An Thorsten Alms. Wir kennen uns nicht persönlich, mehr noch: Ich wusste nichts von einem Kollegen dieses Namens, was zum einen daran liegen mag, dass seine Hauptsprache Schwedisch ist, zum anderen daran, dass wir uns bisher bei keinem Übersetzertreffen begegnet sind. Thorsten geriet erst in mein Blickfeld, als ich Simon Strangers Buch Leksikon om lys og mørke las (Vergesst unsere Namen nicht, Bastei Lübbe) und mich bei vielen Stellen fragte, wie das wohl ins Deutsche kommen könnte. Der Eichborn-Verlag schickte mir seine Übersetzung, ich begegnete Thorstens Arbeit – mit so vielen schönen, souveränen Lösungen, dass ich das Buch auf Deutsch noch einmal gelesen habe.

Ich habe zwei Fragen an Thorsten: Wie konntest Du bei der Arbeit an Stranger zwischen Dir und den wirklich harten Folterszenen Distanz schaffen? Und da Deine Hauptsprache (soweit ich weiß) Schwedisch ist: Wie bleibst Du an der norwegischen Sprache dran? (Und außerdem, ganz unter uns: Sehen wir uns im Oktober in Frankfurt? Und kommst du mal zum großen Treffen der deutschsprachigen Übersetzer nach Wolfenbüttel?)

Gibt es eine Begegnung/ ein Ereignis auf die Sie sich im Hinblick auf die Frankfurter Buchmesse 2019 besonders freuen?

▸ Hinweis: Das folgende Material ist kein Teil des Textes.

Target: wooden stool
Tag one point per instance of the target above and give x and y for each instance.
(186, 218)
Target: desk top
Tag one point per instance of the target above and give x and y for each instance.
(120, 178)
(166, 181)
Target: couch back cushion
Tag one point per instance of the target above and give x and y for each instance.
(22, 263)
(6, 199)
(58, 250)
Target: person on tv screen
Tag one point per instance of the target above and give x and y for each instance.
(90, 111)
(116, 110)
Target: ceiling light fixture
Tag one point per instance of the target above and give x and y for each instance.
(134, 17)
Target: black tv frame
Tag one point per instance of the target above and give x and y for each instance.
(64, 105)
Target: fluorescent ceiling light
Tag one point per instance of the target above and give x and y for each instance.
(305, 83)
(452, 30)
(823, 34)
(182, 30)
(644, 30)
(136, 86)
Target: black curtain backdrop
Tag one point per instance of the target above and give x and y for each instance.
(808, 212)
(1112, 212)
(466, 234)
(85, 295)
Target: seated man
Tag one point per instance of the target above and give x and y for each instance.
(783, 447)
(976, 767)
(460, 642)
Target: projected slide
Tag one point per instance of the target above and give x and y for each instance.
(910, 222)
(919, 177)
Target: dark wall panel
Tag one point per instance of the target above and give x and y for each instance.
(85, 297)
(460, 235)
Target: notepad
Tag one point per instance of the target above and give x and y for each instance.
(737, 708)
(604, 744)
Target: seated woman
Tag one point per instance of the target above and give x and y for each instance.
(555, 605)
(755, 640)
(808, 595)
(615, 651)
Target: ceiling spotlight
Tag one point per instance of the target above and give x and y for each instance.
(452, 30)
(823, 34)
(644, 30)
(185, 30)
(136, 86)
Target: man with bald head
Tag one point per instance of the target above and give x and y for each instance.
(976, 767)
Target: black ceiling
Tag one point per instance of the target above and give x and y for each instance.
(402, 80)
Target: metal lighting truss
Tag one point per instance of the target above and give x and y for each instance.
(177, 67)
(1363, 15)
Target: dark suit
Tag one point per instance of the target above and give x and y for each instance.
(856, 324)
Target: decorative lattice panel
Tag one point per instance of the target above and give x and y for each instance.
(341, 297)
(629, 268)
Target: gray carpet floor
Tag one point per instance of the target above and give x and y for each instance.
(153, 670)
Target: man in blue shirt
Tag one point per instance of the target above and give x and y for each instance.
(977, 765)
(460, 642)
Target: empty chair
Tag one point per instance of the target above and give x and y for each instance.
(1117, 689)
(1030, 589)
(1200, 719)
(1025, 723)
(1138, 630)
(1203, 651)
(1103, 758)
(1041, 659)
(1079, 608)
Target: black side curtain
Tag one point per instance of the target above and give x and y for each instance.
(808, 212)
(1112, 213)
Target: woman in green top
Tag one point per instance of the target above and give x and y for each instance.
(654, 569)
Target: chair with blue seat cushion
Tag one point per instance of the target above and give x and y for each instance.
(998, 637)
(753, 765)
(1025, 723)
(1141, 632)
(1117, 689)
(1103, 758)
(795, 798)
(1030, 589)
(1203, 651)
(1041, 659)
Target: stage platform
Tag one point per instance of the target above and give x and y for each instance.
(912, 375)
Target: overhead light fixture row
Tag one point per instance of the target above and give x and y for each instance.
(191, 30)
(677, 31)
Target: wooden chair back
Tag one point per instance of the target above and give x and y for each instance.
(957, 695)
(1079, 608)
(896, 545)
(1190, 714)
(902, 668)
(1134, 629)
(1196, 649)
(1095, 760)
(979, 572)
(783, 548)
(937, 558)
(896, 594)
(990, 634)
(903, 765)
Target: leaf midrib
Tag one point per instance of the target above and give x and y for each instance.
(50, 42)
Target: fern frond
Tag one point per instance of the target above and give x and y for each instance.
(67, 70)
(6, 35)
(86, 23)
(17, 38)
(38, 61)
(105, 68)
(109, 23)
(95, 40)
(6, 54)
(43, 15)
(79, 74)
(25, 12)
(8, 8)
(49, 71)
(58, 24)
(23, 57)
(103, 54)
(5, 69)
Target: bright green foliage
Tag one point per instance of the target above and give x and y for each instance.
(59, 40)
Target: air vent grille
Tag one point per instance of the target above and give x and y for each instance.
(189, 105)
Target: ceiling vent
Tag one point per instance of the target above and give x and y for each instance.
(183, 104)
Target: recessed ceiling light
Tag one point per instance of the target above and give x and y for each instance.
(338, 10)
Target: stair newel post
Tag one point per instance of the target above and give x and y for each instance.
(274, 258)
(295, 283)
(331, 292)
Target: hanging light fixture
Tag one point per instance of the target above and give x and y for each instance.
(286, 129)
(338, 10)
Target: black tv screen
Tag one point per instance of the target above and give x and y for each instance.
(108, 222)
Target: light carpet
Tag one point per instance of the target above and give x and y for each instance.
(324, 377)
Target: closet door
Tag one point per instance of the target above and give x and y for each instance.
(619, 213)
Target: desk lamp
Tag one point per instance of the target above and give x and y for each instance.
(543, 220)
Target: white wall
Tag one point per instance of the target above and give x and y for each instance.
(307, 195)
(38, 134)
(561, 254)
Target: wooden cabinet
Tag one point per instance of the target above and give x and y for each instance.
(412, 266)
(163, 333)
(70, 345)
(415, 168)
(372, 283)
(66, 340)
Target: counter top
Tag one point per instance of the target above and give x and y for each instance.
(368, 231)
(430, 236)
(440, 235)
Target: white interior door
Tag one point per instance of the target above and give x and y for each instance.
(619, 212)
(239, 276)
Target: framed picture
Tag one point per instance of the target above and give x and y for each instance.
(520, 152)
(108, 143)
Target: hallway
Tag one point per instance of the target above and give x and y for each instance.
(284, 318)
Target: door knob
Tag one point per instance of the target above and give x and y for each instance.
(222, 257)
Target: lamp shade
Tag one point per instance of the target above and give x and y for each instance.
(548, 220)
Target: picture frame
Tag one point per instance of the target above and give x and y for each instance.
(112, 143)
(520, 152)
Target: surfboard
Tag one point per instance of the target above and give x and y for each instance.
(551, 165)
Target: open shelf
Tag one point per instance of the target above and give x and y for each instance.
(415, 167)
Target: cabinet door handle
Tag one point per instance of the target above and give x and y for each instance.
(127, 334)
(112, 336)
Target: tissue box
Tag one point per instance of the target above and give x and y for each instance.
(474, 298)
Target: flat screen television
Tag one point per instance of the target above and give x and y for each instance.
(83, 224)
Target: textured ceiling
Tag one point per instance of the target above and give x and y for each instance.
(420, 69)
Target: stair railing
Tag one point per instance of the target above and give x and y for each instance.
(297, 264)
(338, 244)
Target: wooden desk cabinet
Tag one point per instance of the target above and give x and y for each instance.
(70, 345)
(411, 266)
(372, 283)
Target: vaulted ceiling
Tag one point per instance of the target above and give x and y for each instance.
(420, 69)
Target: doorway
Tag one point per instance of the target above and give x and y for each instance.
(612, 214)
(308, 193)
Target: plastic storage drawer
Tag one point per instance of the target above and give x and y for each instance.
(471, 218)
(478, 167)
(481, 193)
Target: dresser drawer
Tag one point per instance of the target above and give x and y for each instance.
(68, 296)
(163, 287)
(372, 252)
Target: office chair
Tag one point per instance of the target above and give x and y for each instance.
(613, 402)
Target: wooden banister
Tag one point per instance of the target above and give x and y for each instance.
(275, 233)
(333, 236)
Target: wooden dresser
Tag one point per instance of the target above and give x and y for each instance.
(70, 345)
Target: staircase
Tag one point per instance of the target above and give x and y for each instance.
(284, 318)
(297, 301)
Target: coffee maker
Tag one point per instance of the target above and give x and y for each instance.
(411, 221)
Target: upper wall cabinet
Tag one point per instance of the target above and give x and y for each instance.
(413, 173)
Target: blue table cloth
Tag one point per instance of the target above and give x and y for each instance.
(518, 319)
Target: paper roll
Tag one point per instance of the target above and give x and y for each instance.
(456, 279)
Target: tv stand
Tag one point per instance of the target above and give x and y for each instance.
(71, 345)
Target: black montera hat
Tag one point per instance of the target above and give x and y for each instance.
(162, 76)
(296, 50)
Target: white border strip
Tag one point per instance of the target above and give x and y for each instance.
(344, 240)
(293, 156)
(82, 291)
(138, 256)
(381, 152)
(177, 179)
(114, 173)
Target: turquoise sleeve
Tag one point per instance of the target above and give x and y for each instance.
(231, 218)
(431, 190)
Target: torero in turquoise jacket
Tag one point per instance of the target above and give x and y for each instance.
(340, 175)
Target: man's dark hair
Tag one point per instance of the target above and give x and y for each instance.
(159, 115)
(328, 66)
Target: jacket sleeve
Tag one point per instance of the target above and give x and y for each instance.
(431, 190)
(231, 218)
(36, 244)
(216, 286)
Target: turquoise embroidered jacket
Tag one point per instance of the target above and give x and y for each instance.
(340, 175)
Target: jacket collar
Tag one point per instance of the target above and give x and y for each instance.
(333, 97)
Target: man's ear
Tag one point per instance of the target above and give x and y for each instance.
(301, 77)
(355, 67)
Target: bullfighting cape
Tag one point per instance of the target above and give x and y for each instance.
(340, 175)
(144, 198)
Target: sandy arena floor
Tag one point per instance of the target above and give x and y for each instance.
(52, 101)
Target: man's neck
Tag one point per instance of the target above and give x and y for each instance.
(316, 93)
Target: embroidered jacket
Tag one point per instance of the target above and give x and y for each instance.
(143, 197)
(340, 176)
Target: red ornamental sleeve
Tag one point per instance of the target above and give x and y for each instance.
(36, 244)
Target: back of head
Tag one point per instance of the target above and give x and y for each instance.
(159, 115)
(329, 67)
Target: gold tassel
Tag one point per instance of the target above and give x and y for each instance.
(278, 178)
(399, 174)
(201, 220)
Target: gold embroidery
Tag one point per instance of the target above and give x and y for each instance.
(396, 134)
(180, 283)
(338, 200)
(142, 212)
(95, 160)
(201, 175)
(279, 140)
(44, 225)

Als offiziell verkündet wurde, dass Norwegen 2019 Buchmessengastland werden würde, überraschte mich die Heftigkeit meiner Reaktion: Es hätte nicht viel gefehlt und ich wäre in Tränen ausgebrochen. Denn auf den Gastlandauftritt haben alle, die schon lange aus dem Norwegischen übersetzen, ungeduldig gewartet. Margit Walsø und das kleine NORLA-Team haben das vor Jahren in Angriff genommen, das inzwischen etwas größere NORLA- und das Norwegen2019-Team stemmen nun gemeinsam ein gewaltiges Projekt. Ich weiß schon jetzt, dass es eine spektakuläre Messe und ein jubelnder Erfolg werden wird.

Das Wunderbare für mich ist nicht eine Person hier oder ein Termin dort – das Wunderbare ist, dass mein Norwegen, mein Literatur-Norwegen, in meine Stadt kommt.